Il n’y a de lutte contre ce commerce hors-la-loi, qu’en proposant aux travailleurs un cadre normal, sécurisé et reconnu pour gagner leur vie. C’est là où le gouvernement devrait intervenir. Ce n’est pas sorcier. Il suffit d’obliger les propriétaires de ces lieux malsains où l’exploitation de la pauvreté est de notoriété publique, à assainir le lieu et à régulariser leur situation. Encore faut-il que la corruption ne passe pas par là.
Il y a quelques années, Sa Majesté circulait incognito à Tanger et remarqua que la corniche était encombrée de bars, restaurants et boîtes de nuit, ce qui fait qu’ils cachaient la vue de la mer. Le wali de l’époque, Mohamed Hassad, sur ordre royal, fit détruire tout ce bazar, car aucun des établissements n’avait de documents l’autorisant à exercer dans ce secteur. C’était le règne de l’informel, du fait accompli, et tout cela, corruption à la clé.
En quelques semaines, la corniche a été dégagée; elle fut restaurée ensuite, ce qui a donné aujourd’hui une belle marina.
Donc, on peut, quand on veut, empêcher l’informel de prospérer et surtout de provoquer des accidents mortels.
Selon une étude de la CGEM, il paraît que 54% de la production autour du textile et du cuir appartiennent au domaine de l’informel, donc d’une forme d’illégalité et surtout d’une exploitation des travailleurs payés au lance-pierre, comme on dit. Les normes de sécurité ne font pas partie des préoccupations des patrons, ce qui vient de se traduire par la mort de 29 personnes. Et ces patrons, payent-ils des impôts? Difficile de déclarer quelque chose qui n’existe pas officiellement, donc échappe au fisc.
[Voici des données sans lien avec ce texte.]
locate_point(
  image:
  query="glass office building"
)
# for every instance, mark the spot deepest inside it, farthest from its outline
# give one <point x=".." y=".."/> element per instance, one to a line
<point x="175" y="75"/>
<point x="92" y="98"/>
On se demande «que font les syndicats?». Il est évident que ces ouvriers clandestins n’étaient pas syndiqués. Ce n’est pas une raison pour qu’ils soient ignorés de ceux qui, en principe, défendent les intérêts des travailleurs.
L’Etat de droit se construit notamment en luttant contre ce qui le mine et l’empêche d’exister. Ainsi, une lutte contre le travail clandestin est ouverte. Il ne s’agit pas d’interdire aux gens de travailler, mais d’obliger les patrons à entrer dans le droit et à respecter non seulement les règles du travail, mais aussi de respecter la dignité de celles et ceux qui se présentent pour travailler même s’ils savent que le risque d’accident mortel existe.
La clandestinité, c’est du vol. Et le vol entraîne parfois des assassinats.